Last year was an incredible year for Twitter and recent deals with Google and Microsoft would seem to foretell a very rosy future for the micro-blogging (and I use that term loosely) site. The kingdom of Tweet has grown and grown with millions of users passing through, catching up or regularly posting each month.
The question of whether Twitter is a fad and whether it will survive was eloquently covered recently in TechnoBuffalo. And CEO Evan Williams confirmed that the site may be somewhere near saturation point during a recent interview for Fortune’s look at 40 rising stars under 40. Whether the service is a fad, approaching saturation point or about to tip over very much depends on what users expect to get from it.
If you wish to share portions of your life with distant friends and relatives or anyone else who shows more than a passing interest, then its usefulness is immeasurable and its future assured. I spend much of my time on Twitter keeping up to date with news and views in the world of technology and as such find it indispensable. I tend not to share my personal life with those who have chosen to follow me or those who look in from time to time for the simple reason that I’m sure that there are much more interesting topics for people to read about than what I had for dinner.
For those who follow celebrities though, snippets of information and revealing insights into the private lives of favored film, TV or music stars is what gives the site its relevance and much of its color. Celebrities themselves have found an easy, cheap and instant way to interact with their fans without the tedium and inaccuracy of sensationalist tabloid journalism. But there have been signs of late that celebrity support may be slowing or even in decline.
That’s it, I’m off
Numerous celebs have recently quit or threatened to leave the service (including Miley Cyrus – quit, Chris Brown – quit, Lily Allen – quit, Ashton Kutcher – threatened to quit and Stephen Fry – threatened to quit) for reasons ranging from being too busy to keep it up to date to privacy/stalking concerns to simply having a momentary loss of celebrity cool.
If the exits gather momentum and more of the famous and popular decide to turn their backs on Twitter there is a danger that the legions of adoring fans, having little reason to stay, could follow suit. But is this enough to dent the site’s overall popularity? Twitter’s CEO Williams has hinted that those running site aren’t too worried, aiming for “at least double or triple” the number of Tweeters using the site by the end of 2010.
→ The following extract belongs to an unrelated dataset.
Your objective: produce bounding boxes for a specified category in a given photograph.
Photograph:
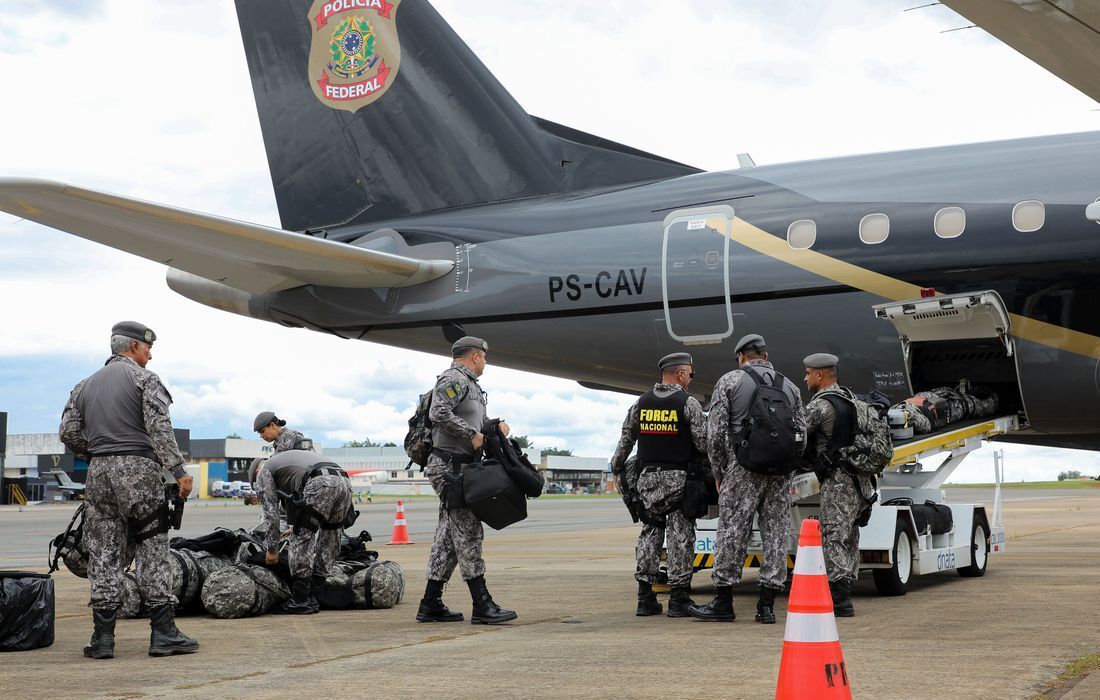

And why should they be concerned? The site has proven itself to be much more than fodder for fans of celebrity and providing it remains fresh, innovative and (most importantly) useful, it can no doubt survive the odd famous departure from within its ranks. The always-moving internet can be a cruel and fickle beast though. It will be interesting to see if the site can ride out the wave of the next online phenomenon.